Source code for madminer.likelihood.manipulate

import logging
import time

import numpy as np

from scipy.stats import chi2
from scipy.optimize import minimize

logger = logging.getLogger(__name__)


[docs]def fix_params(negative_log_likelihood, theta, fixed_components=None):
    """
    Function that reduces the dimensionality of a likelihood function by
    fixing some of the components.

    Parameters
    ----------
    negative_log_likelihood : likelihood
        Function returned by Likelihood class (for example
        NeuralLikelihood.create_expected_negative_log_likelihood()`)
        which takes an n-dimensional input parameter.

    theta : list of float
        m-dimensional vector of coordinate which will be fixed.

    fixed_components : list of int or None, optional.
        m-dimensional vector of coordinate indices provided in theta.
        `fixed_components=[0,1]` will fix the 1st and 2nd
        component of the parameter point. If None, uses [0, ..., m-1].

    Returns
    -------
    constrained_nll_negative_log_likelihood : likelihood
        Constrained likelihood function which takes an
        n-m dimensional input parameter.

    """
    if fixed_components is None:
        fixed_components = list(range(len(theta)))

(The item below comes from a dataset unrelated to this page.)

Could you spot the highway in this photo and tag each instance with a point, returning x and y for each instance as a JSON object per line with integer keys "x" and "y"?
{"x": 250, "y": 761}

    def constrained_nll(params):
        # Just return the expected Length
        n_dimension = negative_log_likelihood(None)
        if params is None:
            return n_dimension - len(fixed_components)

        # Process input
        if len(theta) != len(fixed_components):
            raise ValueError("Length of fixed_components and theta should be the same")
        if len(params) + len(fixed_components) != n_dimension:
            raise ValueError(f"Length of params should be {n_dimension-len(fixed_components)}")

        # Initialize full parameters
        params_full = np.zeros(n_dimension)

        # fill fixed components
        for icomp, thetacomp in zip(fixed_components, theta):
            params_full[icomp] = thetacomp

        # fill other components
        iparam = 0
        for i in range(len(params_full)):
            if i not in fixed_components:
                params_full[i] = params[iparam]
                iparam += 1

        # Return
        params_full = np.array(params_full)
        return negative_log_likelihood(params_full)

    return constrained_nll


[docs]def project_log_likelihood(
    negative_log_likelihood,
    remaining_components=None,
    grid_ranges=None,
    grid_resolutions=25,
    dof=None,
    thetas_eval=None,
):
    """
    Takes a likelihood function depending on N parameters, and evaluates
    for a set of M-dimensional parameter points (either grid or explicitly specified)
    while the remaining N-M parameters are set to zero.

    Parameters
    ----------
    negative_log_likelihood : likelihood
        Function returned by Likelihood class (for example
        NeuralLikelihood.create_expected_negative_log_likelihood()`).

    remaining_components : list of int or None , optional
        List with M entries, each an int with 0 <= remaining_components[i] < N.
        Denotes which parameters are kept, and their new order.
        All other parameters or projected out (set to zero). If None, all components
        are kept. Default: None

    grid_ranges : list of (tuple of float) or None, optional
        Specifies the boundaries of the parameter grid on which the p-values
        are evaluated. It should be `[(min, max), (min, max), ..., (min, max)]`,
        where the list goes over all parameters and `min` and `max` are
        float. If None, thetas_eval has to be given. Default: None.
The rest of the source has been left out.